A sense of honor and duty to family is what drives Gladiator, not a desire for revenge. Yes, Commodus is responsible for the horrendous murders of Maximus's wife and son, which tears Maximus to his very core -- before their deaths, he begs in his prayers to his ancestors to whisper to his wife and son that he lives only to hold them again; after their murders, his recklessness seems less indicative of an all-consuming drive for vengeance than it does a courting of death to speed him to his beloveds in the Elysium Fields, the Roman afterlife. But Commodus also murdered his father the emperor before the emperor's wishes for the transfer of power could be known -- Commodus's act deprived not only Maximus of his father figure but Rome of its father-protector, one who truly had the best interests of the people of Rome at his heart, unlike Commodus, who craves only power and respect in his falsely inherited emperorship, even if it must be taken by trickery. For Maximus to set this right -- by removing Commodus from the throne and handing power back to the Senate, which was Aurelius's dying wish -- is to set the "family" of Rome right.
Powerful and loving family bonds provide the strength Maximus needs to triumph here -- bonds between himself and his murdered wife and child, himself and Aurelius, himself and the very concept of Rome -- and the perversion of those same bonds are Commodus's weaknesses: the failed relationship with his father; the twisted relationship with his sister, Lucilla (Connie Nielsen: Mission to Mars), whom he demands give him an heir, his heir; and the threatened relationship with Lucilla's son, Lucius (Spencer Treat Clark: Arlington Road), the current heir to the throne, of whose life Lucilla lives in fear. Commodus believes he is dedicated to his family, he believes the people of Rome love him because he is "their father," but he's loyal only to himself, and his selfishness will be his downfall.

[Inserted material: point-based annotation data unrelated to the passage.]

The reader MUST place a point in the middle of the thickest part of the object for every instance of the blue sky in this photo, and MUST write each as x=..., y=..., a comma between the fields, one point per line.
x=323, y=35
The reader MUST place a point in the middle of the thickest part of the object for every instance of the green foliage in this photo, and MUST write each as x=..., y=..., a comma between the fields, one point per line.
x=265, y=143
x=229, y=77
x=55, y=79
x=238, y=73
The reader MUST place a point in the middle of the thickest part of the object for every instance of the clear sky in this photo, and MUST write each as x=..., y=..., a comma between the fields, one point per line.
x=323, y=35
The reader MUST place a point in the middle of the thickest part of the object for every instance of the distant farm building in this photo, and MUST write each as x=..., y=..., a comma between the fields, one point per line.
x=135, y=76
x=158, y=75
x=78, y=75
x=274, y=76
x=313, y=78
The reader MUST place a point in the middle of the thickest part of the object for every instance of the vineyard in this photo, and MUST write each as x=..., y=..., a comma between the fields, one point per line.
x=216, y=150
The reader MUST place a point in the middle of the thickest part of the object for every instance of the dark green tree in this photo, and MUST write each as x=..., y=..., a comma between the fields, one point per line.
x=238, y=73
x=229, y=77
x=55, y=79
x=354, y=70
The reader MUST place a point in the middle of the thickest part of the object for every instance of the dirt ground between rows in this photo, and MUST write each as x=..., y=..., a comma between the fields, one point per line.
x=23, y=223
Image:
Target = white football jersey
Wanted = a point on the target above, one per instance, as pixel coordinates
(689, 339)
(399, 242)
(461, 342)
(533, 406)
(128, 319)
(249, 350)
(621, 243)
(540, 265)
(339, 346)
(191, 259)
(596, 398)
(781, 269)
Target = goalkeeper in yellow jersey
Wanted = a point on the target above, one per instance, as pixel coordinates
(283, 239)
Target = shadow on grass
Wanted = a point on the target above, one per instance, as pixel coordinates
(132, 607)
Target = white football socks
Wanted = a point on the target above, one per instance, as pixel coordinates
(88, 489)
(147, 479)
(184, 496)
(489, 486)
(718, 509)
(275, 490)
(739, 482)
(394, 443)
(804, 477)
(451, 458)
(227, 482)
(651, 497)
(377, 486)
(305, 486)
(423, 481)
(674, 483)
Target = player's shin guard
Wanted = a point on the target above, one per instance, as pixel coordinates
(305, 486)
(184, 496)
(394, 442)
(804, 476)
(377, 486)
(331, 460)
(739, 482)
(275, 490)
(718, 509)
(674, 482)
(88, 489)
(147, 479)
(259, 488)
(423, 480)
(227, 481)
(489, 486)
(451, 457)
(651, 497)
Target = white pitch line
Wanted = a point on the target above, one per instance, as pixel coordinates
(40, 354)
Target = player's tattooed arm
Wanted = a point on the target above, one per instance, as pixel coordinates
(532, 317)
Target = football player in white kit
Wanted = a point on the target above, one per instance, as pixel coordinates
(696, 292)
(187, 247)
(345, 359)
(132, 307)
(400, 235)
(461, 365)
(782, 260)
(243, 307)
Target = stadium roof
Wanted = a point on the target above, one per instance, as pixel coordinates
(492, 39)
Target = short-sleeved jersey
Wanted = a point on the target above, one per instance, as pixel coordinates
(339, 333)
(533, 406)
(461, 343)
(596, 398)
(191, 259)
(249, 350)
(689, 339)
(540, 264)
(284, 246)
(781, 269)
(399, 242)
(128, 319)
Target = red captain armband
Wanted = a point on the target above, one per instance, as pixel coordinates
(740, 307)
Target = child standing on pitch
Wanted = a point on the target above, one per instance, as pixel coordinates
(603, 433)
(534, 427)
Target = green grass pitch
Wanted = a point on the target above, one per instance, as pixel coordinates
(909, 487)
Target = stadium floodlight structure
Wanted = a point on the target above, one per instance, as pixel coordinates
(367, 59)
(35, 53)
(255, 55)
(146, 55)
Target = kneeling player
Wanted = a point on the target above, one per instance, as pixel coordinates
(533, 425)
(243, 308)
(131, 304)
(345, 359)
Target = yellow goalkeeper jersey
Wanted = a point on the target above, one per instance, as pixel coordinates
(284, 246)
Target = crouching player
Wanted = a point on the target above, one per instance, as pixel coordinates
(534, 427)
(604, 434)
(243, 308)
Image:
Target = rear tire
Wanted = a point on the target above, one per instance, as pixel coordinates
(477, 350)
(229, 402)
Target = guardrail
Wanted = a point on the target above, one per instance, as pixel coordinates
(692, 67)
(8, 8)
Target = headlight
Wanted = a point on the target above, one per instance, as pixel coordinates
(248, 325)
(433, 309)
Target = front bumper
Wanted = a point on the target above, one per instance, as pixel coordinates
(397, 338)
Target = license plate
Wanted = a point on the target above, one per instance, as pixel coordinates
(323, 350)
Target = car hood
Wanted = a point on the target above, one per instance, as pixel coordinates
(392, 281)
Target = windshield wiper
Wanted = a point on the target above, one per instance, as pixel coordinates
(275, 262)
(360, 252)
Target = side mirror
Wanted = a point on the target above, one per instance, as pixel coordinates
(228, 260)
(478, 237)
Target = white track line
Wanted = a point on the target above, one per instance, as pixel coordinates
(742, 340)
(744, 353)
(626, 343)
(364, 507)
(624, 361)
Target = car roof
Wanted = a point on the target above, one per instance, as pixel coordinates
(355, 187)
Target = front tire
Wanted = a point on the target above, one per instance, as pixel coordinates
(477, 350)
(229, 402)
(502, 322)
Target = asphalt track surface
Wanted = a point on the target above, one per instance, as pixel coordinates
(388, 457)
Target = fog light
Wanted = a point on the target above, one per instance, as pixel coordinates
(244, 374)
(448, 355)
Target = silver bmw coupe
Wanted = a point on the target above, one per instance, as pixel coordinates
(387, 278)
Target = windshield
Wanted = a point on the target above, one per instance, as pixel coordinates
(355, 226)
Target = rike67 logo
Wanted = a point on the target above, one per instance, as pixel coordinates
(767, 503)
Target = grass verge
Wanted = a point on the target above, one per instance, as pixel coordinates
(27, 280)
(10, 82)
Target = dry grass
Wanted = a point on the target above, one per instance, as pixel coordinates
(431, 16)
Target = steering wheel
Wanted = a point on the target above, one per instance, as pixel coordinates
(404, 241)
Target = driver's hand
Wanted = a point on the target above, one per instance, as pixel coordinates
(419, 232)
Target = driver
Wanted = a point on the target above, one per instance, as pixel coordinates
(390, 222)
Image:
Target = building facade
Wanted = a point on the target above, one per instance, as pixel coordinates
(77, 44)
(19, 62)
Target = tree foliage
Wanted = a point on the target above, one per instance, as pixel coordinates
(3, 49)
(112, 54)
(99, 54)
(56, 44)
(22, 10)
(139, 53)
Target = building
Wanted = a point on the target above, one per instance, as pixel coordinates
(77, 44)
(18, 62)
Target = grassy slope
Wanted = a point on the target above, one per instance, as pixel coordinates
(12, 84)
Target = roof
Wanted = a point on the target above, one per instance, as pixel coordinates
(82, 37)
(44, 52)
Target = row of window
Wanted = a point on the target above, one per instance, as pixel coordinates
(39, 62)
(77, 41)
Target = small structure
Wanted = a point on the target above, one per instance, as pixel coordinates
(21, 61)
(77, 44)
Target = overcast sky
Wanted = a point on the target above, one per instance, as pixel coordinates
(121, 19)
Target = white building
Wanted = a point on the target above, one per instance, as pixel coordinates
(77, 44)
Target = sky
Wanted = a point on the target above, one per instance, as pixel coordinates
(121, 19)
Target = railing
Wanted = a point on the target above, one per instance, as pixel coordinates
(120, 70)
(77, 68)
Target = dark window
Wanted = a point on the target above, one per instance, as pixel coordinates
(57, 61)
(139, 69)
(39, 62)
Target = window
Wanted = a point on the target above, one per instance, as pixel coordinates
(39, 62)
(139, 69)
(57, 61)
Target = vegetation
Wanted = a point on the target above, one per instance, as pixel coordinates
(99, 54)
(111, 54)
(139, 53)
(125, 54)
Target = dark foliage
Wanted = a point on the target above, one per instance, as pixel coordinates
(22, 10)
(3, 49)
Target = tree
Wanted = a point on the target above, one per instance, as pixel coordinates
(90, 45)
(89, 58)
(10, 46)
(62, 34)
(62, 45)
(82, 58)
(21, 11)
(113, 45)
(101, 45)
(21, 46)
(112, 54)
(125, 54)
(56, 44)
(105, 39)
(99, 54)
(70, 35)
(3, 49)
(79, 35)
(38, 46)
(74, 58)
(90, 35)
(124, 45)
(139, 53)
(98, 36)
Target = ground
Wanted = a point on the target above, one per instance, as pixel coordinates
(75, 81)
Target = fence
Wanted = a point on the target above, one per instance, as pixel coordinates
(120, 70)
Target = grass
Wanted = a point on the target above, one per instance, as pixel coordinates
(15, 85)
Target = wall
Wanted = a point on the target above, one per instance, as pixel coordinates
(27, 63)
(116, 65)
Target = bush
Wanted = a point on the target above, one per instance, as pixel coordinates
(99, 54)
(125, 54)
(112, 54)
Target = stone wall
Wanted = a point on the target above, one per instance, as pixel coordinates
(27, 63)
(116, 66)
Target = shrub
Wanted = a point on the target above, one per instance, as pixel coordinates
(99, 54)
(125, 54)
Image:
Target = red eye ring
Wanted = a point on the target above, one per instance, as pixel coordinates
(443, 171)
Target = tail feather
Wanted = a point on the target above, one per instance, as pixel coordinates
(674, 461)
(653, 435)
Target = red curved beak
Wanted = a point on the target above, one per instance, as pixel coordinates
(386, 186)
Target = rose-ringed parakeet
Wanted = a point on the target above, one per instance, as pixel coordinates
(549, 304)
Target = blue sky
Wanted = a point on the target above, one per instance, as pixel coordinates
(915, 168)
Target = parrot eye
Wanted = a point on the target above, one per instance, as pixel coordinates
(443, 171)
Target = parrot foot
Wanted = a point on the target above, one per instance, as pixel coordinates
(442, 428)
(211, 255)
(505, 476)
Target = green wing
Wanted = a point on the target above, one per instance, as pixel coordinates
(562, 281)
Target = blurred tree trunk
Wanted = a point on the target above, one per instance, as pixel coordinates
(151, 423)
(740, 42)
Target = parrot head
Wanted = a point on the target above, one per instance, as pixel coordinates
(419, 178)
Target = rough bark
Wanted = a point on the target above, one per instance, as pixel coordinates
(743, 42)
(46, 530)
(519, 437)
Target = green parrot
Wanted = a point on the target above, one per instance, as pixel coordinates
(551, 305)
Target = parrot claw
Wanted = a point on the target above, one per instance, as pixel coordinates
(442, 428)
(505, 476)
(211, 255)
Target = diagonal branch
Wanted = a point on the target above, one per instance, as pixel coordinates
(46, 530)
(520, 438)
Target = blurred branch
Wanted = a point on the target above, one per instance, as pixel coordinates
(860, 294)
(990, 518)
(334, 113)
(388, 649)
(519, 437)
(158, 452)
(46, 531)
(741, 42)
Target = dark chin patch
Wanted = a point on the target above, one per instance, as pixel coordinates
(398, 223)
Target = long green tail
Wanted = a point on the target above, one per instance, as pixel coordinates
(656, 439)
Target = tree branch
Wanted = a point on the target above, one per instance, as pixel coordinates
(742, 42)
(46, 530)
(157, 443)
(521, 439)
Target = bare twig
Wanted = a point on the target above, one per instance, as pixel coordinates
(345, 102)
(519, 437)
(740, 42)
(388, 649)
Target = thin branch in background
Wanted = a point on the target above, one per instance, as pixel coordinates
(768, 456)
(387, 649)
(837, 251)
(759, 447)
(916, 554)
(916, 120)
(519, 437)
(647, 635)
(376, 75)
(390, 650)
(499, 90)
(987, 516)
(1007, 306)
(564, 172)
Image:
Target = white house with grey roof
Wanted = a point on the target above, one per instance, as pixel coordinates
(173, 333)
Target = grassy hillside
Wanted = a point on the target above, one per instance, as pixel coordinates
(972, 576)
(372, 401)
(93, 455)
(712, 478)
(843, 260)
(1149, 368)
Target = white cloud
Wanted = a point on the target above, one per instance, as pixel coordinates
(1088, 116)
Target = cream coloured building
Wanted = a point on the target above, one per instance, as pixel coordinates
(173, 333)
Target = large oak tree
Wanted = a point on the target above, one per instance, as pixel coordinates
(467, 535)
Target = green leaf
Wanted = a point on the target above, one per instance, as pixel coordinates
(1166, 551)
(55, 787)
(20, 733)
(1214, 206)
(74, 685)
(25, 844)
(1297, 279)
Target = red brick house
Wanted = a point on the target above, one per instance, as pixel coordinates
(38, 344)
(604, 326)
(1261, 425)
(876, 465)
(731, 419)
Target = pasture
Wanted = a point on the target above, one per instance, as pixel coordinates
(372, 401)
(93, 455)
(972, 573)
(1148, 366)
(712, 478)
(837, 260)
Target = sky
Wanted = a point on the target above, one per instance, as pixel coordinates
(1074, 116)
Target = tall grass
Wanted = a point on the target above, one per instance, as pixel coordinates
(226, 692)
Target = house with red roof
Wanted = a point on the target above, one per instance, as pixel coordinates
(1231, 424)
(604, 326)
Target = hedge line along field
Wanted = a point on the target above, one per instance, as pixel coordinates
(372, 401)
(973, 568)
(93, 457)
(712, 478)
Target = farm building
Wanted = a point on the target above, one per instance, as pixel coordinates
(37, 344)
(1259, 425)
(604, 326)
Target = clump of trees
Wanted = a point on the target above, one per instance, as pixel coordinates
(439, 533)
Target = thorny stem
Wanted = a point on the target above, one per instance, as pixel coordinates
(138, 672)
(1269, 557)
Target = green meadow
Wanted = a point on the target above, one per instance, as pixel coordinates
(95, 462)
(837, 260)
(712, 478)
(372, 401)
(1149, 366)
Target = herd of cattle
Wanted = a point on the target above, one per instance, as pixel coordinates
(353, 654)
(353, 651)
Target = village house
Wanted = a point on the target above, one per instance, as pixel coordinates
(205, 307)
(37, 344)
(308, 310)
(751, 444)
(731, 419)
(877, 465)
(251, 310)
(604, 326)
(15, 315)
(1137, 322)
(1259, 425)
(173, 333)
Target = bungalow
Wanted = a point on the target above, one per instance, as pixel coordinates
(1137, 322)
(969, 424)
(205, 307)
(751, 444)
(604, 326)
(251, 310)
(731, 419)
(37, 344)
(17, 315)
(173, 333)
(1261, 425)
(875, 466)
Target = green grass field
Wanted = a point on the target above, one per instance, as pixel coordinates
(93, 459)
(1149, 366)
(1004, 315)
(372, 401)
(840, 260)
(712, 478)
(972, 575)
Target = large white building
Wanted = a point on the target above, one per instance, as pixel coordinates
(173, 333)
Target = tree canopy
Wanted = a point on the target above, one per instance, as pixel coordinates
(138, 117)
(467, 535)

Maximus is, in many ways, a similar man to The Insider's Jeffrey Wigand, Crowe's most recent role before Gladiator (and the one for which he deserved an Oscar even more). Both devoted to their families, they are men of conscience initially torn between the people they love and dedication to a larger cause... and the loss of their families only renews that dedication. Maximus, at least, is reunited with his wife and son at the end, in a resolution that is the film's only possible happy ending.
The really ironic thing, of course, is that it's me, the atheist, who's always crying her eyes out over the prospect of Maximus joining his family in a mythical afterlife. But that's the power of a wonderful film: if it's true to the big, important ideas, like love and honor, it can cheat on the little ones.